2006 comes around and out of the blue he calls me and wants to see me. We quickly move from friends to sex and one day he just tells me flat out he is and has always had feelings for me and we would crazy to not try it after all these years. I agree and tell him the same…and within months (like 2) we are living together, and 3 months later I am pregnant. I have to say that up til S was a few months old, we were ridiculously happy. He was wonderful.
I started suspecting something was wrong when S was about 3 months old. I didn’t know what but I eventually found out he was smoking weed and spending a lot of money that we didn’t have for it. He would do it after work, fully knowing I needed him at home after being home alone all day with a newborn. I thought we worked it out. I was wrong. In Feb 2008, we moved to CA cause he wanted a change and I wanted to be close to my family. By May 2008, he was a coke addict. When he ran off after staying out here and there for a few days…I called his family. Turns out that “disappearance” in 2005…yea, he was binging on coke and wound up getting arrested for theft at work. Why no one told me about this before…I still don’t understand. So…in June 2008 he agreed to seek help and lived in a sober living home for 2 months. August…he left and binged then attempted to enroll in a rehab, but they did not have a bed available, so I let him come home while he waited. Then I needed someone home to watch the baby while I worked. He had been clean for a month so I figured why not? He went to meetings and things were good…until September 2009.
His moods changed. He would get mad and yell at me, for almost anything. He slept less and disappeared without letting anyone know where he was or when he would be back.
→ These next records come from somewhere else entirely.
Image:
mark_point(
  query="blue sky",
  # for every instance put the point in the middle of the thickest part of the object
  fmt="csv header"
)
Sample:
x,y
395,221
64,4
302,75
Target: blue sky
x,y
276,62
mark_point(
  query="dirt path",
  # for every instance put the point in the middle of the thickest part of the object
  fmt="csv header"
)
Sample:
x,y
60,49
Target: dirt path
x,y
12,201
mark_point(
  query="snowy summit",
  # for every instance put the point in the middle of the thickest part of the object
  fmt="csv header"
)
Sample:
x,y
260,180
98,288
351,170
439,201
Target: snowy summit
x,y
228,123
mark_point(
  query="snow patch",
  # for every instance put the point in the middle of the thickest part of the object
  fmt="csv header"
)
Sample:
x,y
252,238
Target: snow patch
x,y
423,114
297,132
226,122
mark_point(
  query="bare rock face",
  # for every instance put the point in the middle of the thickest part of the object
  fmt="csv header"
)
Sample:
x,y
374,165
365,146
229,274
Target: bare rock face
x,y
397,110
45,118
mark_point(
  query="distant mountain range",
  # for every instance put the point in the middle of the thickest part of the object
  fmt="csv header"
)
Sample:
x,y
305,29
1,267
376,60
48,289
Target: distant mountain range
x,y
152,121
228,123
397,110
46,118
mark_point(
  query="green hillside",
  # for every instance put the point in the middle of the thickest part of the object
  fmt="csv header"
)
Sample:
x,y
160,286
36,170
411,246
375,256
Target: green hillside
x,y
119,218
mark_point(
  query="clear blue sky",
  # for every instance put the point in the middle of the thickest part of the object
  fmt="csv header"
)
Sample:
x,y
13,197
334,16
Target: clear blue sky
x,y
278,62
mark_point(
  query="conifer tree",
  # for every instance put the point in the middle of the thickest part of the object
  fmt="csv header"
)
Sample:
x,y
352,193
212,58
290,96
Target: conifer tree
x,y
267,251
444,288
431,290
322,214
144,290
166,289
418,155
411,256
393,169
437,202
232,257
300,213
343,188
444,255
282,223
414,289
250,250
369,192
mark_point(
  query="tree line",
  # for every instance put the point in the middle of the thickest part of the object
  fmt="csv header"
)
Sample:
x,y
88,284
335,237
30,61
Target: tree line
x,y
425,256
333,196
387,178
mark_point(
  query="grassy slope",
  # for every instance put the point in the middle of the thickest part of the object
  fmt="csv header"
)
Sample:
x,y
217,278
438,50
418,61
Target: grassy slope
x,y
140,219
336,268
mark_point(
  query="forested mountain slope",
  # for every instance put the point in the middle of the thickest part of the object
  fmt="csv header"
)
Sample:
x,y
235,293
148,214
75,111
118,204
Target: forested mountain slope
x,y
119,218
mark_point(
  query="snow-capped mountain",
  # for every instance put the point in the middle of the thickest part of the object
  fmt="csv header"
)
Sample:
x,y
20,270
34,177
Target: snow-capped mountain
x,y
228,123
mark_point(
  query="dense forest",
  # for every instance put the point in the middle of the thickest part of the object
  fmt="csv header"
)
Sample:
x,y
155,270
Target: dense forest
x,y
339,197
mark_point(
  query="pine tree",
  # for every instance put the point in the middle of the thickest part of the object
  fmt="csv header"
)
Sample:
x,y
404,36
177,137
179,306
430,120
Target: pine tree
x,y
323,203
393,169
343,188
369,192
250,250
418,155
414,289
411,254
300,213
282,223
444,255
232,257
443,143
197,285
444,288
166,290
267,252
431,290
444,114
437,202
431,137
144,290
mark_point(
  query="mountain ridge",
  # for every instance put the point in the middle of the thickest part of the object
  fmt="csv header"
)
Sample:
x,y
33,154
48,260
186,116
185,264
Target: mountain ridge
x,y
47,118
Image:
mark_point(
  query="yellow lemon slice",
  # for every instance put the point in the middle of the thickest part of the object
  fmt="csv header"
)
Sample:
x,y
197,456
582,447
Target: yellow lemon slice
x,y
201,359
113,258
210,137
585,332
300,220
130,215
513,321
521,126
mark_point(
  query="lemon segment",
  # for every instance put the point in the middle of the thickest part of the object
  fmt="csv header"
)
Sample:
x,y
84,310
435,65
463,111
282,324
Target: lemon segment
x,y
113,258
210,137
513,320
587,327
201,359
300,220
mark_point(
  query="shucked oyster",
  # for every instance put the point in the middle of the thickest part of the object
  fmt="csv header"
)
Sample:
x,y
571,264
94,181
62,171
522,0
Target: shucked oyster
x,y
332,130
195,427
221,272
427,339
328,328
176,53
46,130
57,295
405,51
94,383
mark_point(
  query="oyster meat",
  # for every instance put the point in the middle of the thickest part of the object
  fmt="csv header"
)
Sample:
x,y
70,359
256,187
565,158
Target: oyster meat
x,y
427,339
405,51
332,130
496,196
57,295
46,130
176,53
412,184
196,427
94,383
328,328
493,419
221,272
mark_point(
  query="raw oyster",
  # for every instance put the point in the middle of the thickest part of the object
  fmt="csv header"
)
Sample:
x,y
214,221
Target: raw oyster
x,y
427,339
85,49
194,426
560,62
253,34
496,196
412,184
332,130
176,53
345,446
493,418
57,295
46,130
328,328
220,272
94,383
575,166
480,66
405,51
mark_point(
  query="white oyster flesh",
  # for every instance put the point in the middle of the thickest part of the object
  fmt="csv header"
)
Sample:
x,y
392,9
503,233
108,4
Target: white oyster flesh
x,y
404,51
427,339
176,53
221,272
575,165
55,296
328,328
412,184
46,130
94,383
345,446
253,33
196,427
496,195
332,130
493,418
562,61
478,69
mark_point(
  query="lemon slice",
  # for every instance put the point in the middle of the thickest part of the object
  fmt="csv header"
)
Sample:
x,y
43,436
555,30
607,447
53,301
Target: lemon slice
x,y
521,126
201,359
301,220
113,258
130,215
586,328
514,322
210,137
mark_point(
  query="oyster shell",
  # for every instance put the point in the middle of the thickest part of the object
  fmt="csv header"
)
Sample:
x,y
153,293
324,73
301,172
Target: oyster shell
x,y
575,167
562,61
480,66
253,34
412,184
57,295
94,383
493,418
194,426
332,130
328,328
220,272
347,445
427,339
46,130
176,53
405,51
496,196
By November…I had found out everything, well almost. I broke up with him and told him he needed to find help…and we did this ride for weeks “I love you, don’t go…you ruined my life, please stay…let’s work on it..go away..etc..” and then one day in December he just…left. I was putting S to bed and he just walked out and never came home.
He contacted me twice via IM 2 weeks ago…and called me twice yesterday and my heart aches.
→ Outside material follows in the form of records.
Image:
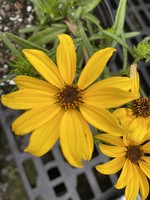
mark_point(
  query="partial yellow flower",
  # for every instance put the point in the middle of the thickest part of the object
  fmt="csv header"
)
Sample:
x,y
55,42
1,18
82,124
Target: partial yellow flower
x,y
132,158
60,108
138,116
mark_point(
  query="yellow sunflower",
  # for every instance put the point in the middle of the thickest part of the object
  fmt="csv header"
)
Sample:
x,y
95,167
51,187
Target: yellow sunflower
x,y
60,108
138,116
133,158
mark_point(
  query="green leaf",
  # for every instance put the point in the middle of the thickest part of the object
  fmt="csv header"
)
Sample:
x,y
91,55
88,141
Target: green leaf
x,y
120,17
131,34
117,39
90,6
9,45
25,44
46,36
92,18
86,42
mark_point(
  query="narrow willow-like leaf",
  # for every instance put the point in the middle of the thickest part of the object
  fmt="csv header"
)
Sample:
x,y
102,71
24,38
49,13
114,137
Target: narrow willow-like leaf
x,y
93,19
86,42
117,39
120,17
25,44
131,34
9,45
90,6
46,36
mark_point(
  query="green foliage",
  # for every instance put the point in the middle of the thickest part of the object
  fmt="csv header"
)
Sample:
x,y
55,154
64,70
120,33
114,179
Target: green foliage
x,y
142,50
76,18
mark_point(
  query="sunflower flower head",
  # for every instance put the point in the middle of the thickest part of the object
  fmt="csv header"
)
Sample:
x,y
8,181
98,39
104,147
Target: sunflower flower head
x,y
132,158
60,108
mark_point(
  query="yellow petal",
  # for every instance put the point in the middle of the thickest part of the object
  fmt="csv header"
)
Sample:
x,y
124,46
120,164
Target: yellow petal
x,y
132,187
101,119
123,112
146,147
71,138
108,97
43,138
111,139
66,58
34,118
45,66
144,185
138,129
28,98
125,176
114,82
112,151
24,82
135,79
88,143
145,167
94,67
112,166
146,158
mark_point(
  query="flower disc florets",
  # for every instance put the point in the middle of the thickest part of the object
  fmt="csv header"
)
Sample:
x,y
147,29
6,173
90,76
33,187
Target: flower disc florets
x,y
141,107
134,153
70,97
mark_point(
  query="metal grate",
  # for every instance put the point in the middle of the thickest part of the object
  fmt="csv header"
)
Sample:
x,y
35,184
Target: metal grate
x,y
50,177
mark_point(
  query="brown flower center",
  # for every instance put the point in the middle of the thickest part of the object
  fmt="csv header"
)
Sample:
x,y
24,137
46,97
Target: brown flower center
x,y
134,153
70,97
141,107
I have moved on in every way possible: I moved, I removed his name from everything of mine and S’s, I bought my own car, and I started dating. But….the big BUT…I still love him and I don’t know how to move on from that. I know he is not in any way good for me right now, nor is he good for S…but my heart remembers when it was good and when he called, it felt like someone was pouring salt over a wound that was just starting to heal. I am string enough to let him lead his own way right now but what scares me…really scares me, is the possibility that I will always love him and no matter how far I get in living my life, I will love only him and never let anyone else in. How do I stop loving after all these years?